All in all I'm not totally knocking the hyphen, not only can it be the new equal sign when it comes to family names, but sometimes it results in some pretty fabulous sounding last names. However, my point is that down here we may still name our sons John William Thomas Wedgewood Worthington IX, but don't let it fool you, Mama's name will work her way in there somehow, too.
Tuesday, March 27, 2012
Friday, March 23, 2012
For Women.
“If any of us had heard the word "feminist" we would have thought it meant a girl who wore too much makeup, but we were, without knowing it, feminists ourselves, bound together by the freemasonry that exists among intelligent women who know they are intelligent. It is the only kind of female bonding that works, which is why most men do not like intelligent women. They don't mind one female brain if they can enjoy it privately; it's the idea of two or more on the loose that upsets them."

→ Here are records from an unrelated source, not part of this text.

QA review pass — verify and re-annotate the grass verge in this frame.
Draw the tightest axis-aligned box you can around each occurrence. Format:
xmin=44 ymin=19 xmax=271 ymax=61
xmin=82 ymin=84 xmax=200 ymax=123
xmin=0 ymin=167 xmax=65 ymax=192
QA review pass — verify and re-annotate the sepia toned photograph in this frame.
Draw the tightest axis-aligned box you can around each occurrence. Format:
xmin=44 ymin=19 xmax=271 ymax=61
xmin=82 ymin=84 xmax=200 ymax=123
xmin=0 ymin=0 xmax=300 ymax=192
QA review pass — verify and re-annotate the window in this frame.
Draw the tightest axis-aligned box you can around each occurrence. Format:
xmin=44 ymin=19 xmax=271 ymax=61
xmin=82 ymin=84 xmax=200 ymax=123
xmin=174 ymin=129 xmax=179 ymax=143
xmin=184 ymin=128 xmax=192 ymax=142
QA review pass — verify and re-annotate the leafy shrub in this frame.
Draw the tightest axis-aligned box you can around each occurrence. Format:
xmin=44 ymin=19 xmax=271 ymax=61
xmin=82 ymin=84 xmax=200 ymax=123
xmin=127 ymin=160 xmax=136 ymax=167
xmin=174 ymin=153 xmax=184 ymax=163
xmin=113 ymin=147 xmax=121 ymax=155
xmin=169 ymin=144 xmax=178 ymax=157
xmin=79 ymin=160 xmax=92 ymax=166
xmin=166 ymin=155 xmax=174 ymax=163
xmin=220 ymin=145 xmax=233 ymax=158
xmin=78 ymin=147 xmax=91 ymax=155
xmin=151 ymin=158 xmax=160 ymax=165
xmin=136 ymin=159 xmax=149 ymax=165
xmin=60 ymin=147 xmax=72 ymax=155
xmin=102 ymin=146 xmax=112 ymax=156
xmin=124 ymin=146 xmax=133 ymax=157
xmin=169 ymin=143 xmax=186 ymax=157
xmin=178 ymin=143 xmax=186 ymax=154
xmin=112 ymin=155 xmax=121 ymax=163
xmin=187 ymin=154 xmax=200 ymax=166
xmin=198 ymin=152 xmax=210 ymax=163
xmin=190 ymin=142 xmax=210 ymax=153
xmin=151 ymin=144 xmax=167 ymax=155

--Florence King, Confessions of a Failed Southern Lady
--Florence King, Confessions of a Failed Southern Lady
I remember my first encounter with "feminism". In my tiny little one horse southern town it might as well have been a curse word for all the hatred it stirred up as soon as it crossed someone's lips. I was in the tenth grade in Honors English. We were reading Moby Dick. Our teacher was bestowing upon us knowledge of the literary technique that was known has "reading from a perspective". For instance, you might read Moby Dick in the political perspective, which would require analysis of the current political atmosphere of the author's time and its relationship to the themes in the book. I raised my hand, and I asked my teacher, what if I read the book and analyzed its messages regarding the place of women during this period. "Ah" my teacher said, "That would be reading from the Feminist perspective." He smiled down proudly at his pupil, but I knew all hell was simultaneously breaking loose. The verdict had been issued, and my sentence would be mockery if I didn't do some swift damage control. "You're a Feminist!" someone yelled out. "I am not!" I frantically said back. Panic-stricken, I sunk down in my chair and tried to blend into my wooden seat, chameleon-style.
You see, for young women, particularly in the South, its taboo to desire equality. Doors are still opened for us, our dinner tab is still covered by a gentleman, we "don't have to work", we will be "taken care of". Why ask for equality when you can be "treated like a lady"? How ungrateful of the Southern Woman to desire something like the ability to be financially independent, to work outside the home after childbirth, to be the primary bread winner, to be paid the same wage as her male counterpart for the same work - doesn't she know he has mouths to feed? The list goes on. The South is the last place where one can find chivalry, and if Southern women keep pushing, it will be chivalry's final resting place. And so we live in our glass castles. We are trapped atop the pedestals to which we are exiled.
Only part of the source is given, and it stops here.